# Molecules similarity based on their Morgan fingerprints

Detail Jupyter notebook is given in our Nature Protocols paper.

Please cite: Tran-Nguyen, V. K., Junaid, M., Simeon, S. & Ballester, P. J. A practical guide to machine-learning scoring for structure-based virtual screening. Nat. Protoc. (2023)

This is a Jupyter notebook that helps users cluster compounds based on the similarity of their Morgan fingerprints. Please refer to our Nature Protocols paper cited above for more information.

The protocol-env.yml file for setting up the environment required to run this Jupyter notebook can be found in our github repository: https://github.com/vktrannguyen/MLSF-protocol.

## 1. Install all required Python dependencies

Several Python dependencies have to be installed beforehand: set up your protocol-env environment using conda and the yml file protocol-env.yml (downloaded from our github repository). 

In [None]:
from rdkit import DataStructs
from rdkit import Chem
import pandas as pd
from rdkit.Chem.PandasTools import RenderImagesInAllDataFrames
from rdkit.Chem import AllChem

## 2. Load train and test smiles

In [None]:
#Provide the pathway to the smi active molecules:
active_smiles = pd.read_csv("pathway_to_active_smiles")

#Provide the pathway to the smi decoys molecules:
decoys_smiles = pd.read_csv("pathway_to_decoys_smiles")

#Provide the pathway to the smi training molecules:
training_smiles = pd.read_csv("pathway_to_training_smiles")

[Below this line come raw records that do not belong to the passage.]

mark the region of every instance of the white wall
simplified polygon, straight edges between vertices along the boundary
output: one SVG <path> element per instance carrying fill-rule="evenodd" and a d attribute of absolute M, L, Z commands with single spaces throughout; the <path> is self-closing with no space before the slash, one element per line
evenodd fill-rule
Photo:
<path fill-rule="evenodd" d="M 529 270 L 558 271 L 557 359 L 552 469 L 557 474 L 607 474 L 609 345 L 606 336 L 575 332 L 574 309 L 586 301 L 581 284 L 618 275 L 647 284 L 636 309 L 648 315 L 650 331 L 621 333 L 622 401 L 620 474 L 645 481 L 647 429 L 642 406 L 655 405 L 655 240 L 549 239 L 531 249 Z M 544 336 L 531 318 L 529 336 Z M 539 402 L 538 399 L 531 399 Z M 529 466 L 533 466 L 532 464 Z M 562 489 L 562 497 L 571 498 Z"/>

#Provide the pathway to the smi test molecules:
test_smiles = pd.read_csv("pathway_to_test_smiles")

## 3. Convert to mol files

In [None]:
mol_actives = [Chem.MolFromSmiles(x) for x in actives_smiles]
mol_decoys = [Chem.MolFromSmiles(x) for x in decoy_smiles]

mol_actives_train = [Chem.MolFromSmiles(x) for x in  training_smiles[0].to_list()]
mol_actives_test = [Chem.MolFromSmiles(x) for x in  test_smiles[0].to_list()]


## 4. Compute the Morgan fingerprints of all input compounds 

In [None]:
# Here we compute Morgan fingerprints of radius 2, 2048 bits:

fp_actives= [AllChem.GetMorganFingerprintAsBitVect(x,radius=2,nBits=2048) for x in mol_actives]
fp_decoys = [AllChem.GetMorganFingerprintAsBitVect(x,radius=2,nBits=2048) for x in mol_decoys]

fp_actives_train = [AllChem.GetMorganFingerprintAsBitVect(x,radius=2,nBits=2048) for x in mol_actives_train]
fp_actives_test = [AllChem.GetMorganFingerprintAsBitVect(x,radius=2,nBits=2048) for x in mol_actives_test]

## 4. Calculate the Tanimoto similarity of Morgan fingerprints and create a Tanimoto similarity matrix 

# **Actives and Decoys**

In [None]:
import numpy as np
size_x= len(fp_actives)
size_y= len(fp_decoys)
similarity_matrix = np.zeros((size_y, size_x))
similarity_matrix.shape

In [39]:
idx = 0
np_fps = list()
for fp in fp_decoys:
    np_fp = np.zeros((1,))
    Chem.DataStructs.ConvertToNumpyArray(fp, np_fp)
    np_fps.append(np_fp)
    # Calculate Tanimoto similarity
    similarity = Chem.DataStructs.BulkTanimotoSimilarity(fp, fp_actives)
    # Save it to similarity matrix
    similarity_matrix[idx] = similarity
    idx += 1

In [40]:
df_similarity = pd.DataFrame(similarity_matrix)

In [None]:
import seaborn as sns
import matplotlib.pyplot as plt
sns.set(rc={'figure.figsize':(11.7,8.27)})
fig, ax = plt.subplots(dpi=300, figsize=(7,5))
ax = sns.heatmap(df_similarity, vmin=0, vmax=1,
                yticklabels=False, xticklabels=False,cmap="coolwarm")
ax.set_xlabel("Actives (37)", fontsize = 20)
ax.set_ylabel("Decoys (1200)", fontsize = 20)
plt.savefig('path_to_save_png_file')

# **training and test**

In [None]:
import numpy as np
size_x= len(fp_actives_test)
size_y= len(fp_actives_train)
similarity_matrix = np.zeros((size_x, size_y))
similarity_matrix.shape

In [None]:
idx = 0
np_fps = list()
for fp in fp_actives_test:
    np_fp = np.zeros((1,))
    Chem.DataStructs.ConvertToNumpyArray(fp, np_fp)
    np_fps.append(np_fp)
    # Calculate Tanimoto similarity
    similarity = Chem.DataStructs.BulkTanimotoSimilarity(fp, fp_actives_train)
    # Save it to similarity matrix
    similarity_matrix[idx] = similarity
    idx += 1

In [None]:
df_similarity = pd.DataFrame(similarity_matrix)

In [None]:
import seaborn as sns
import matplotlib.pyplot as plt
sns.set(rc={'figure.figsize':(11.7,8.27)})
fig, ax = plt.subplots(dpi=300, figsize=(7,5))
ax = sns.heatmap(df_similarity, vmin=0, vmax=1,
                yticklabels=False, xticklabels=False,cmap="coolwarm")
ax.set_xlabel("training actives (29)", fontsize = 20)
ax.set_ylabel("test actives (8)", fontsize = 20)
plt.savefig('path_to_save_png_file')